During one of my many meaningless browsing sessions through absolutely unconnected and random sites (as one is wont to do in the hostel), I stumbled upon a 2009 WWF report on the biodiversity in the IITB campus. It was a long, long report, with no photographs and lots of data and I soon got bored. But I gleaned something from it – there are over a hundred species of birds in the campus and about 85 species of butterflies. This was unbelievable, to say the least, for I did in no way remember seeing more than 20 kinds of birds I guess till then and had identified even less. So started my journey in looking for these elusive birds and photographing them. Butterflies were entirely not on my mind. I was absolutely sure I would never be able to photograph these tiny, flighty, delicate creatures who always seemed to be busy fluttering.
It was rather a surprise then that at the end of the photographic journey in search of birds on the campus, my folders had 45 species of butterflies tagged along. I wish I had taken the butterflies a little more seriously and actually gone after all 85 of them. Someone else will finish the list I hope.
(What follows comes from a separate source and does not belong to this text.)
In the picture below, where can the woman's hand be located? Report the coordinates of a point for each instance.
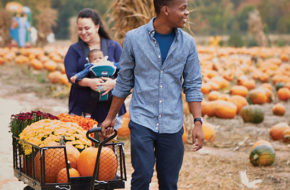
(95, 82)
(108, 84)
And definitely with a better camera than the SX40 HS that I used.
As long as I had looked at butterflies from afar, they had always seemed to be pretty little happy creatures without a care in the world fluttering over tufts of grass or brightly colored flowers. It is only when I started looking at them through the lens that I saw their bruises. So many had had injuries and were with torn, broken wings. As I followed them around, I saw how they drank nectar, how they coiled and uncoiled their proboscis (feeding tube), how they squirted a jet stream of water from their behind during mud puddling. I began to follow the times when they fluttered around, when they settled down on the leaves, when they sucked nectar and when they drew minerals from the mud (You can literally sit next to them during mud puddling, they won’t budge!).
But their habitat is fast shrinking. With increasing construction activities in the campus, their hidden nooks and corners are decreasing all at once. We have to make a conscious effort to keep our butterflies alive and thriving in the years to come. They are more than just eye candy. Along with bees, they are the prime pollinators of flowers. Extremely sensitive creatures that they are, the health of an ecosystem can be understood from its butterfly population. They are also an important member of the food chain. With the decline in their population not only will we see wildflowers go scarce, but also birds will decrease.
I sincerely hope that the present students of the campus start looking at these tiny beautiful creatures with more than just a passing glance and see them in all their brokenness and helplessness as well.
Only then will start a concerted effort towards saving them and giving them space they so totally deserve. For their sake and ours.